İngiliz Ed Westwick ile ilgili ilginç olan durum Gossip Girl'de bir Amerikalıyı canlandırdığı için Amerikan aksanıyla konuşmak zorunda kalmasıdır. İngiliz aksanını bir kenara bırakmak amacıyla diksiyon dersi aldığı söylenmiştir. Hatta ilk sezonda Chuck'ı incelerseniz konuşurken zorlandığını fark edebilirsiniz. Aynı zamanda Chuck'ın yavaş konuşması da buradan gelir.
Şunu da söylemek gerek ki Gossip Girl'de karakterlerin aşk hayatında yaşanan trafik gerçek hayatta da mevcut hem de o karakterleri canlandıranlar arasında bunlara ilk örnek yukarıda da söylediğimiz gibi Blake Lively ve Penn Badgley ama onlar tek örnek değiller... Ed Westwickle dizide Vanessa karakterini canladıran Jessica Szohr 2008 ve 2010 yılları arasında birlikteydi. Aynı zamanda Leighton Meestersa dizide aralarda kendini gösteren (toplamda 11 bölüm) Carter Baizen'ı oynayan Sebastian Stanle birlikteydi ancak bu çiftinde ilişkisi ayrılıkla sonuçlandı.
Dizideki masum Nate'ten yani Chace Crawford'tan bahsetmek gerekirse kendisinin dizideki kadar masum olmadığını ve geçen yıl aracında uyuşturucu bulundurmak yüzünden polisle başının derde girdiğini söyleyelim.
GOSSİP GİRL'DEN KİMLER GEÇTİ ?
Olivia Burke rolüyle Hilary Duff.

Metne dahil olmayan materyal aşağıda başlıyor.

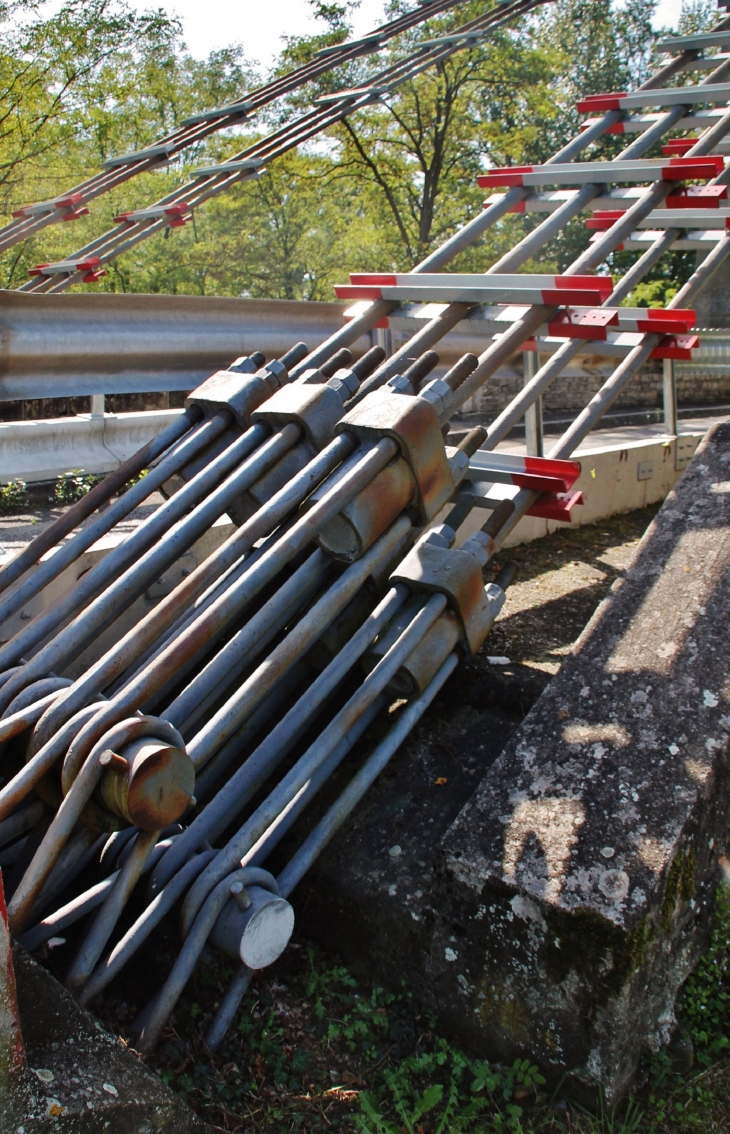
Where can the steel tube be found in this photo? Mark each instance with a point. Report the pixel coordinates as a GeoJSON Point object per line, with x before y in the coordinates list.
{"type": "Point", "coordinates": [137, 542]}
{"type": "Point", "coordinates": [315, 843]}
{"type": "Point", "coordinates": [68, 552]}
{"type": "Point", "coordinates": [103, 925]}
{"type": "Point", "coordinates": [137, 933]}
{"type": "Point", "coordinates": [146, 632]}
{"type": "Point", "coordinates": [245, 735]}
{"type": "Point", "coordinates": [315, 754]}
{"type": "Point", "coordinates": [187, 958]}
{"type": "Point", "coordinates": [67, 915]}
{"type": "Point", "coordinates": [20, 822]}
{"type": "Point", "coordinates": [44, 859]}
{"type": "Point", "coordinates": [225, 608]}
{"type": "Point", "coordinates": [13, 793]}
{"type": "Point", "coordinates": [288, 815]}
{"type": "Point", "coordinates": [220, 726]}
{"type": "Point", "coordinates": [248, 642]}
{"type": "Point", "coordinates": [175, 540]}
{"type": "Point", "coordinates": [262, 762]}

Kendisi Dan'in ünlü sevgilisini oynamış ve Vanessa-Dan-Olivia sahneleriyle ! gündeme oturmuştu.
Clemence Poesy, Chloé'nin parfüm yüzü ve defilelerde ön sıraların vazgeçilmezi Gossip Girl'de Chuck'ın Paris dönemlerinde onun yanında olan ve aşk yaşadığı genç kızı canlandırdı.
Diana Payne karakteriyle Elizabeth Hurley birkaç bölüm de olsa hepimiz onu Chuck'ın annesi sandık. Üstelik Nate'le yakın bir ilişkideyken!
Diane Von Fürstenberg tabi ki de yüksek sosyete partilerde kendini oynadı 2 bölümcük de olsa Gossip Girl'e olan katkısından bahsedelim istedik.
Lady Gaga'nın da bir bölümde performans sergilediğini söyleyelim.
Blair, Monaco prensi Louis ile evlenirken gelinliğini bizzat Vera Wang ile seçti. Böylece gelinlik konusunda uzman tasarımcı Wang diziye bir kaç dakikalık da olsa dahil oldu.
Gossip Girl'ün final bölümündeyse 6 sezondur "Gossip Girl"ü seslendiren Kristen Bell'i de görüyoruz tabi ki Gossip Girl olarak değil kendisi olarak oynamıştır. (Bence çok tatlı bir fikir olmuş onu da bir kaç dakikalığına diziye katmaları.). Ona ek olarak da dizide Blair için seçmelere katılma heyecanı yaşayan Rachel Bilson'ı da görüyoruz.